As shown in FIG. 16, test materials which do not contain carbide-forming elements (V, Mo, W, Nb) exhibit a large number of cycles to fracture (n). As the content increases, the number of cycles to fracture decreases, but at below 0.2%, a number of cycles to fracture that fully enables the material to be furnished for practical use is exhibited.
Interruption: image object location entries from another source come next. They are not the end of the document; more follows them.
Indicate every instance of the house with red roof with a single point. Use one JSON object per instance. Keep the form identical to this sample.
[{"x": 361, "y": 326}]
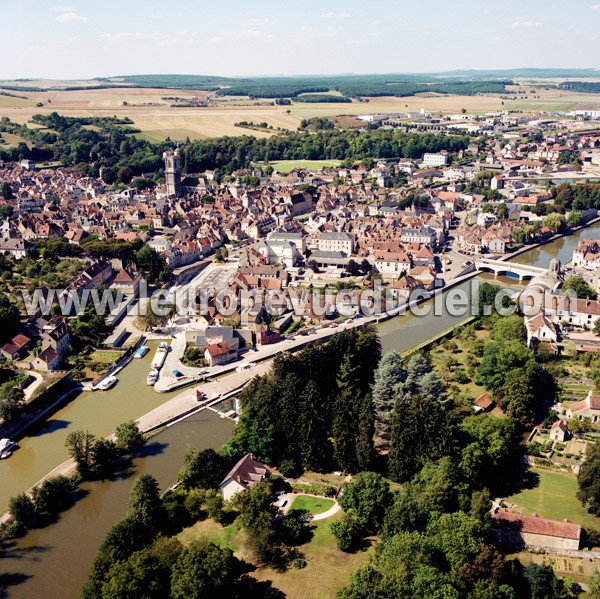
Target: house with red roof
[
  {"x": 587, "y": 408},
  {"x": 521, "y": 531},
  {"x": 245, "y": 475}
]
From this example, it was also demonstrated that, in the present embodiment, even when one or two or more carbide-forming element (V, Mo, W, Nb) is included in a combined amount of less than 0.2%, austenitic heat-resistant cast steel having excellent thermal fatigue characteristics can be obtained.

While some embodiments of the invention have been illustrated above, it is to be understood that the invention is not limited to details of the illustrated embodiments, but may be embodied with various changes, modifications or improvements, which may occur to those skilled in the art, without departing from the scope of the invention.

Claims

The invention claimed is:

1. An austenitic heat-resistant cast steel including iron as a base material, comprising, based on a total of 100 mass %:

0.4 to 0.8 mass % of carbon;

3.0 mass % or less of silicon;

0.5 to 2.0 mass % of manganese;

0.05 mass % or less of phosphorus;

0.03 to 0.2 mass % of sulfur;

18 to 23 mass % of chromium;

3.0 to 8.0 mass % of nickel;

0.05 to 0.4 mass % of nitrogen; and

less than 0.2 mass % of the total of a combination of vanadium, molybdenum, tungsten and niobium;

with the balance being iron and inevitable impurities;

wherein a ratio of chromium to carbon is 22.5-36.1.

2. The austenitic heat-resistant cast steel according to claim 1, wherein the combination of vanadium, molybdenum, tungsten and niobium is less than 0.2 mass % of one from among vanadium, molybdenum, tungsten and niobium.

3. The austenitic heat-resistant cast steel according to claim 1, wherein the combination of vanadium, molybdenum, tungsten and niobium is 0.19 mass % or less of one from among vanadium and niobium.

4. The austenitic heat-resistant cast steel according to claim 1, wherein the combination of vanadium, molybdenum, tungsten and niobium is 0.18 mass % or less of one from among molybdenum and tungsten.